Diag = DiagonalMatrix[Flatten[RandomInteger[{0, 10}, {1, dim}]]];

u = ConstantArray[{1}, dim];
v = List /@ RandomReal[{0, 100}, {dim}];
vT = Transpose[v];
uvT = Transpose[u.vT];

Eigenvalues[Diag]
Round[Eigenvalues[Diag + uvT], 0.01]

(*{10, 9, 9, 8, 8, 7, 6, 6, 6, 5, 5, 5, 5, 5, 5, 4, 4, 4, 4, 4, 4, 3,
3, 3, 3, 3, 3, 3, 2, 2, 2, 2, 1, 1, 1, 1, 1, 1, 1, 1, 1, 1, 0, 0, 0,
0, 0, 0, 0, 0}*)

(*{2340.33, 9.85, 9., 8.79, 8., 7.75, 6.98, 6., 6., 5.85, 5., 5., 5.,
5., 5., 4.68, 4., 4., 4., 4., 4., 3.59, 3., 3., 3., 3., 3., 3., 2.4,
2., 2., 2., 1.55, 1., 1., 1., 1., 1., 1., 1., 1., 1., 0.3, 0., 0.,
0., 0., 0., 0., 0.}*)


one can clearly see that the ev with multiplicity m>1 occurred in the perturbed case again at least m-1 times while every other eigenvalue lifted only slightly. If I now chose v to be of higher magnitude:

    v = List /@ RandomReal[{10^9, 10^10}, {dim}];


for some reason the eigenvalues change only insignificantly:

    (*{10, 9, 9, 8, 8, 7, 6, 6, 6, 5, 5, 5, 5, 5, 5, 4, 4, 4, 4, 4, 4, 3,
3, 3, 3, 3, 3, 3, 2, 2, 2, 2, 1, 1, 1, 1, 1, 1, 1, 1, 1, 1, 0, 0, 0,
0, 0, 0, 0, 0}*)

(*{2.60337*10^11, 9.86, 9., 8.79, 8., 7.76, 6.97, 6., 6., 5.84, 5., 5.,
5., 5., 5., 4.67, 4., 4., 4., 4., 4., 3.59, 3., 3., 3., 3., 3., 3.,
2.4, 2., 2., 2., 1.56, 1., 1., 1., 1., 1., 1., 1., 1., 1., 0.31, 0.,
0., 0., 0., 0., 0., 0.}*)


except for the first eigenvalue that blows up. Is there a mathematical argument for why most of the eigenvalues change only so slightly even when choosing v to be so large?

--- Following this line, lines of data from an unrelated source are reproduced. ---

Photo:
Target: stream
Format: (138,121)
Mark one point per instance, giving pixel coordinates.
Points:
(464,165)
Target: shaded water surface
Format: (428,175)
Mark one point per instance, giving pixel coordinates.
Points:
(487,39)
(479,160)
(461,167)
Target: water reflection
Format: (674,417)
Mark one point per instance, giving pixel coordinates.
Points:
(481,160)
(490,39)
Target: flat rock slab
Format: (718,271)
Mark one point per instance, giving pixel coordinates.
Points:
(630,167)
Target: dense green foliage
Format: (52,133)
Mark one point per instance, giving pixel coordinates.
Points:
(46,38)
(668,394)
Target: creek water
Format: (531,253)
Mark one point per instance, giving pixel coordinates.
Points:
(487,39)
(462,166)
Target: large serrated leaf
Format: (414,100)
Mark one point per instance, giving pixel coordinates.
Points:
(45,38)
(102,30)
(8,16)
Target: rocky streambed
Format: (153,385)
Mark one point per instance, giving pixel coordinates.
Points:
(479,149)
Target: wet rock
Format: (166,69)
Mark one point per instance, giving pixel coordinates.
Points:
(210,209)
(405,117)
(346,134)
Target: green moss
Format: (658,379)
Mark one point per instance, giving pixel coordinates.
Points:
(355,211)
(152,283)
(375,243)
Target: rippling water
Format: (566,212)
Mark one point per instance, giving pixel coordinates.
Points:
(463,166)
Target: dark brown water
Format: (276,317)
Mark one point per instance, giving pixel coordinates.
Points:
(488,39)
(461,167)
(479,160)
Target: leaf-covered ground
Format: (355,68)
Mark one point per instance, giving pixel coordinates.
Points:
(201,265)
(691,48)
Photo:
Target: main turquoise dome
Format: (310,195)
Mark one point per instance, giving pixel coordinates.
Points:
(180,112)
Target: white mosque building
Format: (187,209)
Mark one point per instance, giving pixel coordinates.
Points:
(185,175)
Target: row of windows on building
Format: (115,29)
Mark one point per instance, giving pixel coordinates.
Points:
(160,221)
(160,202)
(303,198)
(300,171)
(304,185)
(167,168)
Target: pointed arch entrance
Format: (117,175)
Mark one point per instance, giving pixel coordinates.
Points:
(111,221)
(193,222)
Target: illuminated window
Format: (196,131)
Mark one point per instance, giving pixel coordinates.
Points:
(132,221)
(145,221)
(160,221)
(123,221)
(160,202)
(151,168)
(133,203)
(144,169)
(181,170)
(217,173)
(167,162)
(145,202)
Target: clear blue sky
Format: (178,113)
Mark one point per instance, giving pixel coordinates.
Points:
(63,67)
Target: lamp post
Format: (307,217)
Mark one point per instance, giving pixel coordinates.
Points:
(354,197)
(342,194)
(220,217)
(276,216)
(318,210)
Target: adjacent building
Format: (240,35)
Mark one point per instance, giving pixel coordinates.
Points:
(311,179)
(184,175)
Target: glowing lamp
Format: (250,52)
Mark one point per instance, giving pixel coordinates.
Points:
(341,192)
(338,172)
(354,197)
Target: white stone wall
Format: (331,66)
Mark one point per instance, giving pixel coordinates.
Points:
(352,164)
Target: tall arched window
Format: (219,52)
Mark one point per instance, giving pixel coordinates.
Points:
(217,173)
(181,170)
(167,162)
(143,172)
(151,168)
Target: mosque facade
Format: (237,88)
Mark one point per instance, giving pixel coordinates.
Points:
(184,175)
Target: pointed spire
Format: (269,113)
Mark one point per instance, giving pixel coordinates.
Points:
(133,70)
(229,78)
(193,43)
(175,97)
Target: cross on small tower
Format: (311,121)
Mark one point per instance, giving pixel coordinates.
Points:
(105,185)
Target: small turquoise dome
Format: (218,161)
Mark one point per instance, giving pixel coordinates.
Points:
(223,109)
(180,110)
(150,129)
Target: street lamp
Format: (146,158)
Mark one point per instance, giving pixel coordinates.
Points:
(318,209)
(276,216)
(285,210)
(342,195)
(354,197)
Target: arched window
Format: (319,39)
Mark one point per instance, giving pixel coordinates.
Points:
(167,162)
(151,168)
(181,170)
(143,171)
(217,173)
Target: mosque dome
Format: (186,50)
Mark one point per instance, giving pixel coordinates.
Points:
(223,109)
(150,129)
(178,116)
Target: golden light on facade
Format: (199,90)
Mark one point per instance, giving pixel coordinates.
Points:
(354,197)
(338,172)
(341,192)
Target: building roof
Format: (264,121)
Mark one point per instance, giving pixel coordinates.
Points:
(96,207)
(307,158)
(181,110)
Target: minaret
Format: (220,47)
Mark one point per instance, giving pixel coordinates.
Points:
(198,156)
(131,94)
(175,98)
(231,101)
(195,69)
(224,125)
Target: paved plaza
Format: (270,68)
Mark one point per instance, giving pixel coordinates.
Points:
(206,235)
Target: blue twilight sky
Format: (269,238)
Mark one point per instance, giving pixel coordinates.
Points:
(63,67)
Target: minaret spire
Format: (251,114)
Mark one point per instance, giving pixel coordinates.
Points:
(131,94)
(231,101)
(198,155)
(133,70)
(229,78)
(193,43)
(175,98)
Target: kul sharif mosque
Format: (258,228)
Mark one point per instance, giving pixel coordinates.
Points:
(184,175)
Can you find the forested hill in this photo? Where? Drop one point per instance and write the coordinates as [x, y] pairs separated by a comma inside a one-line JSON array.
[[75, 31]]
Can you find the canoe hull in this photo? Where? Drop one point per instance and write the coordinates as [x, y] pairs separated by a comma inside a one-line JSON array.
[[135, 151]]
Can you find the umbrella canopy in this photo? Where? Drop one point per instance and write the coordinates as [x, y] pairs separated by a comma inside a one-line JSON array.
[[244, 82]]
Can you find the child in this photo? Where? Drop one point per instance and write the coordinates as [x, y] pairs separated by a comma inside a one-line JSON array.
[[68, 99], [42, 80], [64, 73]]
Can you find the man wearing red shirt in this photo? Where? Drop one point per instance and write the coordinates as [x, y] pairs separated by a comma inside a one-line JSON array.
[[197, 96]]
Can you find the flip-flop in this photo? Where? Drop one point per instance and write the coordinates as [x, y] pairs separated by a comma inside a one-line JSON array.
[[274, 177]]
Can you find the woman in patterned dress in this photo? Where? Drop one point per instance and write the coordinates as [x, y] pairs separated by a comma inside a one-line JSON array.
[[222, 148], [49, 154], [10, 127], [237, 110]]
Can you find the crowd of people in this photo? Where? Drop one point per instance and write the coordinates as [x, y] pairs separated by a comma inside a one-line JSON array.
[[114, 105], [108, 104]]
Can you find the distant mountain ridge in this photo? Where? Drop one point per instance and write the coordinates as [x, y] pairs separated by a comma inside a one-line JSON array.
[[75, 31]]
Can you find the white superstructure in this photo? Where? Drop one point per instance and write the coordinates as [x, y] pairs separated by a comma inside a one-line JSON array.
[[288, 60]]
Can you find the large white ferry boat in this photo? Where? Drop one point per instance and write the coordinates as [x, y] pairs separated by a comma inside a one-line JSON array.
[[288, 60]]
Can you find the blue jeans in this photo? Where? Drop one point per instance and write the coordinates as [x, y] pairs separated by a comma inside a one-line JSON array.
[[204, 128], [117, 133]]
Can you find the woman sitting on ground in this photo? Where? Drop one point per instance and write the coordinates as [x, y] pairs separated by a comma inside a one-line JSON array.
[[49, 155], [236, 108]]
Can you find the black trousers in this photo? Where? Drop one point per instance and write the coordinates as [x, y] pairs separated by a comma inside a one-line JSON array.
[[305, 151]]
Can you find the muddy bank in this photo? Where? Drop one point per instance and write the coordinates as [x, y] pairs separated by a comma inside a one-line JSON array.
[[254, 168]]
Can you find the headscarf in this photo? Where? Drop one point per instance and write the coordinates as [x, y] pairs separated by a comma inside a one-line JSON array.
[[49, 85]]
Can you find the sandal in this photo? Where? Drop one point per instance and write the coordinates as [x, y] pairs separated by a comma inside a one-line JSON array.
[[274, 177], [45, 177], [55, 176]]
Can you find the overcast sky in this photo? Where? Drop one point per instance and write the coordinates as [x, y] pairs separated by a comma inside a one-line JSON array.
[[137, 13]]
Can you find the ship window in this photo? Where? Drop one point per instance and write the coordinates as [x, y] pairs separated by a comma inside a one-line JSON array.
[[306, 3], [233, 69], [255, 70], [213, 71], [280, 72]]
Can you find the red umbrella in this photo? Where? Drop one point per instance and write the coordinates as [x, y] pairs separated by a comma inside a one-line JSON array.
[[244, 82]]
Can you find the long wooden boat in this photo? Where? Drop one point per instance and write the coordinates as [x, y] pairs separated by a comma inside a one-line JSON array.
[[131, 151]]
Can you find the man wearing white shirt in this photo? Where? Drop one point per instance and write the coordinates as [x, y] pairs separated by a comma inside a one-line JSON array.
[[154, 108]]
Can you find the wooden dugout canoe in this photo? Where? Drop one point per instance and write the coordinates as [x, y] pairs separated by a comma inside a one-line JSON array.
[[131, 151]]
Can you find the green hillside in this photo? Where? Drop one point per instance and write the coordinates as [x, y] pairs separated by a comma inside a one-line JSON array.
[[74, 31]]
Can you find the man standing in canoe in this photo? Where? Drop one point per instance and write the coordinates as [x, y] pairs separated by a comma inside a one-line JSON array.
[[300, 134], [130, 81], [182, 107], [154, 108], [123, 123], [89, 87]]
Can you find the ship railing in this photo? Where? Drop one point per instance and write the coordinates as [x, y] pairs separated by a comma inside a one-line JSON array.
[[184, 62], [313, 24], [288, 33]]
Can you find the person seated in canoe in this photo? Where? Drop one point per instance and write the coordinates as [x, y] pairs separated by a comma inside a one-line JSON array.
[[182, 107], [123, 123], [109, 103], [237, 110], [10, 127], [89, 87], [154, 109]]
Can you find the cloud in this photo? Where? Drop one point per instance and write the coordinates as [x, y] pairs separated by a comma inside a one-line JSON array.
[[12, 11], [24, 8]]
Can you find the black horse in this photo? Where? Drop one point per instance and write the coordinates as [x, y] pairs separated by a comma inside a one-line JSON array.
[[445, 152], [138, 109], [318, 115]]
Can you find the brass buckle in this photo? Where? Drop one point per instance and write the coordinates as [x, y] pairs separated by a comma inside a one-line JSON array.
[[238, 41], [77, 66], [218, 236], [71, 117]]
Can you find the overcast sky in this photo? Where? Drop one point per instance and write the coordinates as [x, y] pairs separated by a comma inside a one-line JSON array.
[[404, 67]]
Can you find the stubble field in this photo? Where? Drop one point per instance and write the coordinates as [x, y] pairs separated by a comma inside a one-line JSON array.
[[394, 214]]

As it follows from my other answer in your link, the eigenvalues of $$D+uv^T$$ are the zeros of $$\det(\lambda I-D-uv^T)=p(\lambda)-\sum_{i=1}^nu_iv_ip_i(\lambda)$$ where $$p(\lambda)=\det(\lambda I-D)=\prod_{i=1}^n(\lambda-d_i),\qquad p_i(\lambda)=\frac{p(\lambda)}{\lambda-d_i}=\prod_{j\ne i}^n(\lambda-d_j).$$ After factoring out all the common factors in $$p(\lambda)$$ and $$p_i(\lambda)$$ (that correspond to the multiple eigenvalues of $$D$$), we are left with the polynomials with distinct numbers $$d_i$$. The polynomials $$p_i$$ for multiple eigenvalues are also the same (if $$d_i=d_j$$ then $$p_i=p_j$$), so we can collect them in one term. As a result, it is sufficient to study the eigenvalues of $$D+uv^T$$ where all $$d_i$$ are distinct. I already mentioned in my other answer that if all $$u_i\ne 0$$ then the pair $$(D,u)$$ is controllable, and it is possible to find $$v$$ such that $$D+uv^T$$ have any predefined set of eigenvalues. Why is it not the case in your example? Because you try only positive vectors $$v$$. Let's see, we have $$D=\begin{bmatrix}d_1 &&&\\&d_2&&\\&&\ddots&\\&&&d_{11}\end{bmatrix}= \begin{bmatrix}10 &&&\\&9&&\\&&\ddots&\\&&&0\end{bmatrix},\qquad u=\begin{bmatrix}1\\1\\\vdots\\1\end{bmatrix}$$ and $$v$$ is any positive vector. Then the eigenvalues are the zeros of $$\chi(\lambda)=p(\lambda)-\sum_{i=1}^{11}v_ip_i(\lambda).$$ If we set $$\lambda=d_i$$ we get \begin{align} \chi(d_1)&=-v_1p_1(10)&&<0,\\ \chi(d_2)&=-v_2p_2(9)&&>0,\\ \chi(d_3)&=-v_3p_3(8)&&<0,\qquad \text{etc.} \end{align} It means that the characteristic polynomial changes the sign between each pair of the eigenvalues. Therefore, it must have a zero there, thus, there is a perturbed eigenvalue between any pair of the original eigenvalues: $$10$$ and $$9$$, $$9$$ and $$8$$ etc, that you see in your example.